On remarquera que la «
coinonie » n’est plus mise en relation avec la fraction du pain, mais avec la chose signifiée par celle-ci. En outre cette chose n’est pas, contrairement au texte précédent, le partage des biens et de vie, mais «
le corps du Christ ». Un changement s’est opéré au niveau de la référence, l’ensemble du symbolisme restant le même. Mais si le corps du
Christ a remplacé la division des biens, il est légitime de se demander quel est son rapport d’analogie avec la fraction du pain. Celle-ci apparaît dans une variante du texte eucharistique de la cène où
Jésus, en rompant le pain, dit aux
disciples : «
ceci est mon corps rompu pour vous » (
1 Co 11:23-24). L’analogie repose ici sur le rapport proportionnel existant entre pain rompu et corps brisé.
Ce changement s’inscrit dans le cadre d’un processus diachronique du sens. Celui-ci trouve sa source non plus dans la bénédiction céleste du
Christ, mais dans sa mort. Or, en mourant, le
Christ ne peut donner que son propre corps, qui se brise comme un sacrifice expiatoire pour sauver les hommes. Je me contente ici d’attirer l’attention sur le fait que cette mutation de sens n’a pu s’opérer que par un effort de compréhension de la communauté ecclésiale sur le modèle des textes de mystères.
Le partage du pain et de la coupe sont assimilés au repas propre à l’initiation au mystère du
dieu mort, en vue de la résurrection avec lui. C’est pourquoi le mot «
coinonie », tout en gardant à la surface le sens de communauté, se surdétermine par celui de communion. Il s’agit d’une communauté qui trouve son unité dans la communion avec le corps et le sang du
Christ. L’unité que la multitude atteint par le partage du pain trouve sa réalité dans la mesure où ce partage est l’instrument de la communion au corps du
Christ. D’où aussi une dignité majeure acquise par cette communauté : elle devient corps.

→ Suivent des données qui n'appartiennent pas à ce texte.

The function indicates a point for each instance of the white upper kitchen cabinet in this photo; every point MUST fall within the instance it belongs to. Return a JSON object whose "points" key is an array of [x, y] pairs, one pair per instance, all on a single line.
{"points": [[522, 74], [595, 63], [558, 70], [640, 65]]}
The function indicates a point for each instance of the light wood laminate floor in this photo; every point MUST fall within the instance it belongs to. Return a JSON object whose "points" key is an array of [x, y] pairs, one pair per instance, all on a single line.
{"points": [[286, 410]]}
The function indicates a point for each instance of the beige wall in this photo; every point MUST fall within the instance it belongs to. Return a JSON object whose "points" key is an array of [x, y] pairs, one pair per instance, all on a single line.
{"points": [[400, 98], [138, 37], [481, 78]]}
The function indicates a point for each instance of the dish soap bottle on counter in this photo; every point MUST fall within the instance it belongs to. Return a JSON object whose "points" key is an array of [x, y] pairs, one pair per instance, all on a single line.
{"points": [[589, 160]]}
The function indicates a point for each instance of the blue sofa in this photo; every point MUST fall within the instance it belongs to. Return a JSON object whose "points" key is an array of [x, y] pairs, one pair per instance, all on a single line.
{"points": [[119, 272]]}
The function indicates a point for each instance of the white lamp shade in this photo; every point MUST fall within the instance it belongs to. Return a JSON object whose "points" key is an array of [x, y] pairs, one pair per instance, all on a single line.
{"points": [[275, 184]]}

La compréhension de ce sens exige aussi une nouvelle lecture du schéma symbolique :
– La ligne (A,B) représente la relation du
Christ avec les croyants, qui ne se réalise plus par un acte de pouvoir mais par le sacrifice de sa mort ;
– le triangle (A,C,B) représente le corps du
Christ qui se brise, en sacrifice pour les hommes ;
– le triangle (A,D,C) est la dimension propre à la fraction du pain, qui recouvre par son signe la donation du corps du
Christ ;
– la ligne (D,C) est le rapport d’analogie existant entre le corps qui se brise et le pain qui se rompt ;
– enfin le cercle (A,C,B,D) exprime la
coinonie en tant que communion avec le corps du
Christ.
Dans cette lecture du schéma, le mot « corps » prime sur les autres car, étant l’unique référent du symbole, il détermine non seulement la fraction du pain, mais aussi la
coinonie. On remarquera aussi que la relation de la fraction du pain et de la
coinonie avec le corps du
Christ n’est plus analogique mais métaphorique : la fraction du pain est le corps brisé, de même que la
coinonie, qui s’établit entre les hommes du fait qu’ils participent à la fraction du pain, est la communion avec le corps du
Christ. D’où l’affirmation que cette
coinonie devient « corps ». Mais est-ce que ce corps est celui du
Christ ? Cette conclusion est inéluctable, bien qu’elle ne soit pas encore exprimée. Dès lors le
Christ ne donnerait pas son corps par une mort qui est passée, mais en prenant corps, en s’incarnant, dans la communauté. Celle-ci participe à son corps dans la mesure où elle devient ce même corps.